Kelly Gustafson carefully balances a level as she and a group of fellow Rogue Community College students build the forms for a concrete stem wall sprouting out of a lot in a new Eagle Point neighborhood.

Kelly Gustafson carefully balances a level as she and a group of fellow Rogue Community College students build the forms for a concrete stem wall sprouting out of a lot in a new Eagle Point neighborhood.

She calls for more shims and a classmate wearing a toolbelt fetches some from across the site. Instructor Jeanne Schraub scans their work with an optical builder's level, ensuring a solid foundation for this house and for the education of the students building it.

The Home Builders Association of Jackson County and RCC have teamed up to build a home. The project will give students real-world experience and showcase sustainable and environmentally sensitive building techniques and products, said Tug Ferguson, a Grants Pass resident who sells Tyvek building materials around the state and serves on the association's education and green building committees.

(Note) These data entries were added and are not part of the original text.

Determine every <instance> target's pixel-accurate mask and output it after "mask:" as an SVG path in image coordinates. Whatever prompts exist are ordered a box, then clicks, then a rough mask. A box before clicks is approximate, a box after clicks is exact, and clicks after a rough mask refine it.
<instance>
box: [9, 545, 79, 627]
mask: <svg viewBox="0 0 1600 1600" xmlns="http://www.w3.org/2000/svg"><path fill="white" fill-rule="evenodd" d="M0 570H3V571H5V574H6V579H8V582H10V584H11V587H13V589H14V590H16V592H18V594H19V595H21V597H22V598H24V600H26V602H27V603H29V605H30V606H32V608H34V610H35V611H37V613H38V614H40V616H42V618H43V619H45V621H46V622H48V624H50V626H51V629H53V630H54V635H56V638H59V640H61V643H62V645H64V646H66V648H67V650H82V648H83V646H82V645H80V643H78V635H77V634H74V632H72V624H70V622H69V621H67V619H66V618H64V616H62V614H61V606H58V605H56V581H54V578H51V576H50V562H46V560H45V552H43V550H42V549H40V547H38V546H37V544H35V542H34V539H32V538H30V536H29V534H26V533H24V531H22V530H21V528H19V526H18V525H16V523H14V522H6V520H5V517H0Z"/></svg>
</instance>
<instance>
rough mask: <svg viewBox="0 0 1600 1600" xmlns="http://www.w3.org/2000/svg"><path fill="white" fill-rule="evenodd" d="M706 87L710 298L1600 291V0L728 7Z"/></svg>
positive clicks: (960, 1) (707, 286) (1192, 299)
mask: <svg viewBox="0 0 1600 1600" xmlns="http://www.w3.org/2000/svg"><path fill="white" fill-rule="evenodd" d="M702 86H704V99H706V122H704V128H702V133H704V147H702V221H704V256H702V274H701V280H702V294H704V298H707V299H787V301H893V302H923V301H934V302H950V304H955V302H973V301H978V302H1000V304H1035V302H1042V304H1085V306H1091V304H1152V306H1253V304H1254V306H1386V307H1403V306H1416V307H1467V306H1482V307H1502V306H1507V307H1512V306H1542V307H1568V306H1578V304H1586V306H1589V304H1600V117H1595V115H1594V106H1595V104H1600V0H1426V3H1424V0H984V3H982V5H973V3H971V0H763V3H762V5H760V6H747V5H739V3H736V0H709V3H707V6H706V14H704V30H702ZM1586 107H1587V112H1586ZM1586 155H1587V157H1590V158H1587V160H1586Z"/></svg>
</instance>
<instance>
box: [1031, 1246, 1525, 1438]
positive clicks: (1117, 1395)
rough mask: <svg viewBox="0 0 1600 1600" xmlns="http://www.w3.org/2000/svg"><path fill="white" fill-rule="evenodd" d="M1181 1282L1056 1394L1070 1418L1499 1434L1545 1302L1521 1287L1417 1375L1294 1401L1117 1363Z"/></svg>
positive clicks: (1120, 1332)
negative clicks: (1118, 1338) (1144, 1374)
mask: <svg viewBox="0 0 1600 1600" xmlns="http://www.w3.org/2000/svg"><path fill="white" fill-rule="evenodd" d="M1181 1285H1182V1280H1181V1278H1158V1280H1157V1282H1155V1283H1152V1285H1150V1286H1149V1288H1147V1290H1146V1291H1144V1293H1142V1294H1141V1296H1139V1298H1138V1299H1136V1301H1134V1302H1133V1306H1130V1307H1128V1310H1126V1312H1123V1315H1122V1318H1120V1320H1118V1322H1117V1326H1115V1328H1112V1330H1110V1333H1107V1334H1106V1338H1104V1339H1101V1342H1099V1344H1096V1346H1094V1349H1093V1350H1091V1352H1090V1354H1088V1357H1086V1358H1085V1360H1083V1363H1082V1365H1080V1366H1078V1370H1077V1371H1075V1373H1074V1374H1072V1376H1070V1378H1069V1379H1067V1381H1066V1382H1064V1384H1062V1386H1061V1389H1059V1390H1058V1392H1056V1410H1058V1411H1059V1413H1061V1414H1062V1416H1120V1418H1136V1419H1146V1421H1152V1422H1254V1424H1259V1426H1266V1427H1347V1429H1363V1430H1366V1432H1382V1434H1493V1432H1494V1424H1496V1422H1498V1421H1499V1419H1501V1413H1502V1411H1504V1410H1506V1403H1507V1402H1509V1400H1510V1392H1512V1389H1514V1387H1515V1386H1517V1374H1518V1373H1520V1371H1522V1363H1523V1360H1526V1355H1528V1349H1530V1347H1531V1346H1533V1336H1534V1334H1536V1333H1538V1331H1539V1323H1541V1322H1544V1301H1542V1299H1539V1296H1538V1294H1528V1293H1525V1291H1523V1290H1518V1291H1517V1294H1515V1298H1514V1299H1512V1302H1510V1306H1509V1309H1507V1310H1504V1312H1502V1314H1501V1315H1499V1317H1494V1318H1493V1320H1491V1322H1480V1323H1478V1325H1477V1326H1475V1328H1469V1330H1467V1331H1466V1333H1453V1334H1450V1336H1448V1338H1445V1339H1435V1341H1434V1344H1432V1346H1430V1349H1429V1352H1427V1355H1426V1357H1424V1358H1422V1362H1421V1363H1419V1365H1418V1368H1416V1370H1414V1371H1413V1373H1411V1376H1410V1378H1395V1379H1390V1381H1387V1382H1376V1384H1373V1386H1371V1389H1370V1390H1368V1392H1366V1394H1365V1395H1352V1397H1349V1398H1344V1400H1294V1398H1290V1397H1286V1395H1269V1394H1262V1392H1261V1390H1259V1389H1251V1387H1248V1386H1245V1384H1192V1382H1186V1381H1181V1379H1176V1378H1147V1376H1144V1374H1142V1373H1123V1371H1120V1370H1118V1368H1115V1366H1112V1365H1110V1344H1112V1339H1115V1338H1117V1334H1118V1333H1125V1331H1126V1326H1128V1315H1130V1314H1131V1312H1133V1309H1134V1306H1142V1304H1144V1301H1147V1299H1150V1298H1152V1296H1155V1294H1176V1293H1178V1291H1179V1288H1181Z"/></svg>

Home Builders Association President Mark Knouff said the organization long has worked closely with the college to make sure construction training fits with industry needs.

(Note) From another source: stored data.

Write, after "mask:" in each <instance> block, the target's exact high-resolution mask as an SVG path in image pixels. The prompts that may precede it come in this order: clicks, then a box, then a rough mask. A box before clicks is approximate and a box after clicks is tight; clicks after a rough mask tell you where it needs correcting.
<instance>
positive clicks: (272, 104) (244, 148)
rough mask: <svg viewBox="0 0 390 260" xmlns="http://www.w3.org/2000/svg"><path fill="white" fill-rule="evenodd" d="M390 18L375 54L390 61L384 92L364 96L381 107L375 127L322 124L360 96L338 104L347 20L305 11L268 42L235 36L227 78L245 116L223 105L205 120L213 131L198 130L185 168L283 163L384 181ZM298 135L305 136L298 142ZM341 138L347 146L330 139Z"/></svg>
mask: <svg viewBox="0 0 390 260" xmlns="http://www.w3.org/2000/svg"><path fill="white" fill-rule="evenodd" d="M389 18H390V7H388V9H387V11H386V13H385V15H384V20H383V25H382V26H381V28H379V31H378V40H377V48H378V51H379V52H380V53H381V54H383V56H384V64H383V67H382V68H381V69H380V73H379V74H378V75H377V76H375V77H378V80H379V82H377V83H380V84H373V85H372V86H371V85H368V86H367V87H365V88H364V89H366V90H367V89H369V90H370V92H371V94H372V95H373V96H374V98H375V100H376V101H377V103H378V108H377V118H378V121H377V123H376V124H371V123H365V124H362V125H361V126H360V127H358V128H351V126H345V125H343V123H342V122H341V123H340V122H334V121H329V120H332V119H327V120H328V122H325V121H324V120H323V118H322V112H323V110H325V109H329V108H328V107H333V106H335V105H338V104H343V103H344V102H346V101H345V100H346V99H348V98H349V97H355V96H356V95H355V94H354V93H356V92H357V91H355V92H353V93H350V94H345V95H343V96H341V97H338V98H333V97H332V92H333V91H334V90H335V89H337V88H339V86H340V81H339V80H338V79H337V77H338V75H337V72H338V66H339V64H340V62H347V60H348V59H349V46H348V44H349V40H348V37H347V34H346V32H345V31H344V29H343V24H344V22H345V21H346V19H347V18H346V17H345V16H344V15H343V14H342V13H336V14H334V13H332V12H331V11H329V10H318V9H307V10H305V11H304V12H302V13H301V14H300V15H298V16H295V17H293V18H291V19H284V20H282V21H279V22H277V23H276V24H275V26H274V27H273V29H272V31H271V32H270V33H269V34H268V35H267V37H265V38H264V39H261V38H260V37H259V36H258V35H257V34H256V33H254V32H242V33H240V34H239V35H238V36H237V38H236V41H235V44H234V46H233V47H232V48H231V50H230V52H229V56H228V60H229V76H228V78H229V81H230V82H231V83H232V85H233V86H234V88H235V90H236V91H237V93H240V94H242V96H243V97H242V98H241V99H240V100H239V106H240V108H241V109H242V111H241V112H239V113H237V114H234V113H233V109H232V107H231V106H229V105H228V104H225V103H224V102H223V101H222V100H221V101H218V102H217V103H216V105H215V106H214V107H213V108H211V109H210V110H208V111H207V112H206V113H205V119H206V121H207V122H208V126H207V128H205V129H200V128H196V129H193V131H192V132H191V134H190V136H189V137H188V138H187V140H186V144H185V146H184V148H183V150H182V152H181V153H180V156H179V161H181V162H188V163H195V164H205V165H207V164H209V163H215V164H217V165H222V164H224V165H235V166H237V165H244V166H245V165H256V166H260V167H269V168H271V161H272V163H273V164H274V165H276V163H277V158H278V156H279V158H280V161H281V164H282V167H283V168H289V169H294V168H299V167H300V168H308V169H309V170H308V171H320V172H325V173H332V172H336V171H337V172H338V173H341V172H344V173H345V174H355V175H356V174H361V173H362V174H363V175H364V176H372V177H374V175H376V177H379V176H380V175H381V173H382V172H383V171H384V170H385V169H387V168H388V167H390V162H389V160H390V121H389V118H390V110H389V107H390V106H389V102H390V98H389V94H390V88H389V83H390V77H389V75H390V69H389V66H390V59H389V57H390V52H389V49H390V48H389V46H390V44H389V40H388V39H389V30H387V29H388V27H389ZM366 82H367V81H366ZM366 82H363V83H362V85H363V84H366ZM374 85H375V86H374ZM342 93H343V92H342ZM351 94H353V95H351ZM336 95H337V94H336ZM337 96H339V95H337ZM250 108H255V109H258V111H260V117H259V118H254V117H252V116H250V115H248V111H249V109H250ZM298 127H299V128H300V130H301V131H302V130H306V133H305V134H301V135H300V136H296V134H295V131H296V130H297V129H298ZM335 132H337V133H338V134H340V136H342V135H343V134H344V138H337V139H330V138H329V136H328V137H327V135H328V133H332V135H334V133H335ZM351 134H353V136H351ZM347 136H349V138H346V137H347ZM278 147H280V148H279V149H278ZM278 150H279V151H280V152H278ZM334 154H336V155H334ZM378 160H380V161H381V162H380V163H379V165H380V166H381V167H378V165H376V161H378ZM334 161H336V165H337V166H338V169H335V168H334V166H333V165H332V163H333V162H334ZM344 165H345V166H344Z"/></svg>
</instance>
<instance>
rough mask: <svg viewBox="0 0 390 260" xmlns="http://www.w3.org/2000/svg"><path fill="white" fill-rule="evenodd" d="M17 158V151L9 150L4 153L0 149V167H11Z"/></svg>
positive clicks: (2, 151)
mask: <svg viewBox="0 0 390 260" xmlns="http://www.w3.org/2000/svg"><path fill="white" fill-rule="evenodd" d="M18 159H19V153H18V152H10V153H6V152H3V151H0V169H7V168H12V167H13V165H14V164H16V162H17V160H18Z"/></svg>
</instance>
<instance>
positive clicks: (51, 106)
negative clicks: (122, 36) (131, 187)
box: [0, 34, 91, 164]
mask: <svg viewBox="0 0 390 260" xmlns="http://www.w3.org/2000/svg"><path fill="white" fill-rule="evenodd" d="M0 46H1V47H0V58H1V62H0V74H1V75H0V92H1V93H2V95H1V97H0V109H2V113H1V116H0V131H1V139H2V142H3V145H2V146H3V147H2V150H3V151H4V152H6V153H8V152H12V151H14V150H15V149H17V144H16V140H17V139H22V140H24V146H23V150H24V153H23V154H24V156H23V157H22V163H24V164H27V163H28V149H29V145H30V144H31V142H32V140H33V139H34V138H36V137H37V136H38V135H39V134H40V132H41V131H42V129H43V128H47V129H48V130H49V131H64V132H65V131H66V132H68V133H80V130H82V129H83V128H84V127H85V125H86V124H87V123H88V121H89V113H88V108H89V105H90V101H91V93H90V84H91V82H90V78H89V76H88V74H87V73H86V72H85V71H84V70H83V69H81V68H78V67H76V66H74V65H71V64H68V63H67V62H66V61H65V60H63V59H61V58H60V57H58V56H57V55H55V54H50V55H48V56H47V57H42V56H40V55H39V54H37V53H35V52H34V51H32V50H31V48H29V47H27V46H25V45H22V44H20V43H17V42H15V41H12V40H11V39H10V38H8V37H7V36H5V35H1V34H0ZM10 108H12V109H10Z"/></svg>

"It was evident that they didn't have a big project for hands-on experience," he said. "So we said 'Why not build a house?' "

Knouff is the general contractor for the project. His company, Knouff Inc. of Central Point, provided the lot. The project is financed by Evergreen Federal Bank and numerous local builders have donated supplies, he said.

Students designed and will build the home. All proceeds from its sale will be donated to the Rogue Community College Foundation to provide scholarships for students in the construction program.

"This really brings it together," said Ralph Henderson, head of Rogue Community College's construction technology program. "It's the whole building. It's a great learning experience.

A drafting class last summer developed the design for the three-bedroom, two-bath home with an attached two-car garage accessed from an alley in back. The house will have 1,800 square feet of space, a rock front, lap siding and two covered porches.

The students incorporated green ideas such as routing heating and cooling ducts through climate controlled areas to conserve energy, Ferguson said. The home will be certified by Earth Advantage and Energy Star, programs that support environmental responsibility. The project also will showcase ideas to educate builders and homeowners, he said.

Back at the RCC classrooms, Henderson has taken students through the building permit process with the help of Dale Bohannan, Eagle Point building inspector and an RCC instructor, and worked on cost estimating and project scheduling. In October, they started work on the footings and now the foundation is taking shape.

"As a crew, we're inexpensive, but slow," Henderson said with a chuckle. He expects to complete the home by next spring.

Construction students will frame and finish the house and students from RCC's apprenticeship program will provide electrical, sheet metal and heating, ventilation and air conditioning work. Crater High School has a construction program that works with RCC, so its students will help out, too, and Henderson wants to get other high schools and student groups involved.

Gustafson will earn a certificate in architectural computer-aided drafting in June and has a summer internship with an architect, but she values her experience at the job site.

"I don't plan to do this for my career," she said, kicking a section of the concrete form into place. "I will draw plans for this, so it's good to get hands-on experience."

Another drafting student, Daniel Clogston, 19, came to RCC to learn to design fire sprinkler systems for his grandfather's business, Central Point-based Don Clogston Fire Protection. He also volunteers to build homes abroad with Helping Hands International and will use what he's already learned at the Eagle Point construction site to head up a project this summer in Mexico.

"These are our workers," Ferguson said. "This is a great opportunity to reinvest in the future of our industry and make sure we have quality educated employees."